J’ai fait la connaissance de Catherine au comité chili, au comité de soutien à la lutte révolutionnaire du peuple chilien, en 1973 ou 1974. Marie-Noëlle m’a dit un soir : je te présente Catherine, une grande militante très investie sur la Palestine. Ça a été le début d’une longue et profonde amitié de cinquante ans. J’ai appris après à connaître sa vie militante. Sa première manif à 19 ans, en 1961, à Paris contre la guerre d’Algérie. Ses années d’enseignante « pied-rouge » en Algérie de 1962 à 1965. L’éblouissement de mai 1968. Son expulsion d’Algérie, en juillet 1976. A partir de 1977, Catherine sera toujours attentive et présente auprès du Cedetim et de la rue de Nanteuil.
Catherine poursuit de front son engagement pour la Palestine et son métier d’enseignante-chercheuse de sociologue. C’est une sociologue engagée et militante. Elle travaille sur les conditions ouvrières et sur les luttes ouvrières, on devrait plutôt dire pour les luttes ouvrières. Ses publications en témoignent avec parmi beaucoup d’autres : sur Renault et l’Etat entrepeneur ; sur les égoutiers de Paris, sur Montefibre, sur la Montedison, sur les cercles de qualité dans la sidérurgie, sur la propriété ouvrière du taudis à la propriété, sur a précarité avec « vivre au minimum », sur l’histoire du militantisme.
Elle travaille et milite avec Pierre Bourdieu. Pour Catherine, il n’y a pas de frontière entre le travail et l’engagement. Elle participe aux engagements de Pierre Bourdieu et elle a toute sa confiance.

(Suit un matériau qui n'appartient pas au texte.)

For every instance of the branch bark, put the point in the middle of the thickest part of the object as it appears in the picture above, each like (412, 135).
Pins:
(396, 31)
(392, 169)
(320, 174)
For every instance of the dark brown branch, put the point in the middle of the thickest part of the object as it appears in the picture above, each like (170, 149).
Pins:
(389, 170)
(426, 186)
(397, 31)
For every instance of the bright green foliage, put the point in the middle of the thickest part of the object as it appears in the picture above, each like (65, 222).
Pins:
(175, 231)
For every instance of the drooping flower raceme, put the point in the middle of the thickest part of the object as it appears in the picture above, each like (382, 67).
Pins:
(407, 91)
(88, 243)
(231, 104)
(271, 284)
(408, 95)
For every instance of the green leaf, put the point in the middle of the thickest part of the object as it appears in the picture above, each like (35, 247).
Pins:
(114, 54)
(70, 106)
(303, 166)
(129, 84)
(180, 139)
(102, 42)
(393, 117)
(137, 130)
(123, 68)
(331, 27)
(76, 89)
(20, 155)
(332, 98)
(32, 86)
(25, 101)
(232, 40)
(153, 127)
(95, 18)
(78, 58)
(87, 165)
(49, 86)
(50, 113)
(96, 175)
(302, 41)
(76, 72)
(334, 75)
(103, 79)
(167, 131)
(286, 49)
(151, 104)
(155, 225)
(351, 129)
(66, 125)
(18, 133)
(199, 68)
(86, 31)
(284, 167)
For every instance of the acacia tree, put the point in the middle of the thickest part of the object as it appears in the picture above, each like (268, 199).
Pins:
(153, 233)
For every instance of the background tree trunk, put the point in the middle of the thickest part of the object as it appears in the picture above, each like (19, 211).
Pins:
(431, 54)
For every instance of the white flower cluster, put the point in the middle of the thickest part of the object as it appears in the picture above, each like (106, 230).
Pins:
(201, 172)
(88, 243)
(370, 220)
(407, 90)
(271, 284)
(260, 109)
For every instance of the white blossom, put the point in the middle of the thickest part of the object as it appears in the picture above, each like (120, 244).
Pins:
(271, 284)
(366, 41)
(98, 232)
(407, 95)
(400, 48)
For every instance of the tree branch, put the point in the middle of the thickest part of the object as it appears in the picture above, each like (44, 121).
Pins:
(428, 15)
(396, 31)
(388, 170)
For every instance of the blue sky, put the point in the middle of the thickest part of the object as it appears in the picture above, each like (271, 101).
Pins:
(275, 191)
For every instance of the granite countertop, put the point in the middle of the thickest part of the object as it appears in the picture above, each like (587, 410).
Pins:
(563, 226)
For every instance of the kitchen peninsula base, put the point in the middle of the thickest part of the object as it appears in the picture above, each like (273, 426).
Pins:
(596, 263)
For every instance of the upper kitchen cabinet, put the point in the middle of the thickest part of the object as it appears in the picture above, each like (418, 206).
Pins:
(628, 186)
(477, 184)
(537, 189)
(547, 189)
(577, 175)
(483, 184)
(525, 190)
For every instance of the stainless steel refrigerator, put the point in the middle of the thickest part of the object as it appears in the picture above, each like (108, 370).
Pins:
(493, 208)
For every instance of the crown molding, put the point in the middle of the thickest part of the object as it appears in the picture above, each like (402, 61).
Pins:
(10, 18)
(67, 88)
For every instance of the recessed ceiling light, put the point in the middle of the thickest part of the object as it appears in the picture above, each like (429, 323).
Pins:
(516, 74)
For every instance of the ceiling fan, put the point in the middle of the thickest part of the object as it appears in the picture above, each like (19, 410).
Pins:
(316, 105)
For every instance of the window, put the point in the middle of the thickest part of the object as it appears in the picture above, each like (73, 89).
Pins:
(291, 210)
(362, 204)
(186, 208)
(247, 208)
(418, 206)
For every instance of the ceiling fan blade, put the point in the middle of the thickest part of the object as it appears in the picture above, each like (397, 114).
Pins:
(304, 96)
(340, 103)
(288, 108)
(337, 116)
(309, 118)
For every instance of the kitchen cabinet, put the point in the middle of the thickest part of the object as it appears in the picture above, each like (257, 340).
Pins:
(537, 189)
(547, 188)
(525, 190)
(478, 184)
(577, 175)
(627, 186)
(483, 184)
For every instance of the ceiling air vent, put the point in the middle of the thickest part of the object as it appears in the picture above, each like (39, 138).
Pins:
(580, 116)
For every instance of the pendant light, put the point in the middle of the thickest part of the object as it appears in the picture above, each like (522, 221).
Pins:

Elle s’engage avec Pierre Bourdieu en soutien à l’Appel aux intellectuels et grévistes du 7 décembre 1995. C’est, il faut le rappeler, en 1995, déjà, une lutte contre la réforme des retraites du plan Jupé. Elle est présente, le 12 décembre 1995, devant les grévistes de la gare de Lyon, au moment du discours de Bourdieu qui fustige la noblesse d’état. Elle organise avec Pierre Bourdieu les mobilisations pour le Kosovo, en 1999, au moment du démantèlement de la Yougoslavie. Catherine sera très affectée par le décès de Pierre Bourdieu en 2002.
La rencontre avec Ilan, dans les années 1975, a marqué un tournant dans la vie de Catherine. Non par rapport à la Palestine et au peuple palestinien qui a toujours occupé une place centrale dans leurs deux vies. Mais avec l’arrivée de Marianne, devenue Mariam, et d’Emmanuel, qui ont bouleversé et transformé la vie de Catherine. Ses enfants ne l’ont pas amené à abandonner ses engagements, au contraire, elle et il, l’ont amené à les assumer avec plus de profondeur.
Les dernières années ont été difficiles. Catherine marchait difficilement et supportait difficilement de limiter ses engagements. Elle devait contenir son impatience ce qui ne l’empêchait pas de suivre l’actualité avec la volonté de s’investir et de s’engager.
Celles et ceux qui l’ont connu et aimé garderont de Catherine le souvenir d’une femme libre et engagée. Catherine n’était pas un long fleuve tranquille ; c’était un torrent impétueux capable de prolonger ses impatiences par de solides engagements.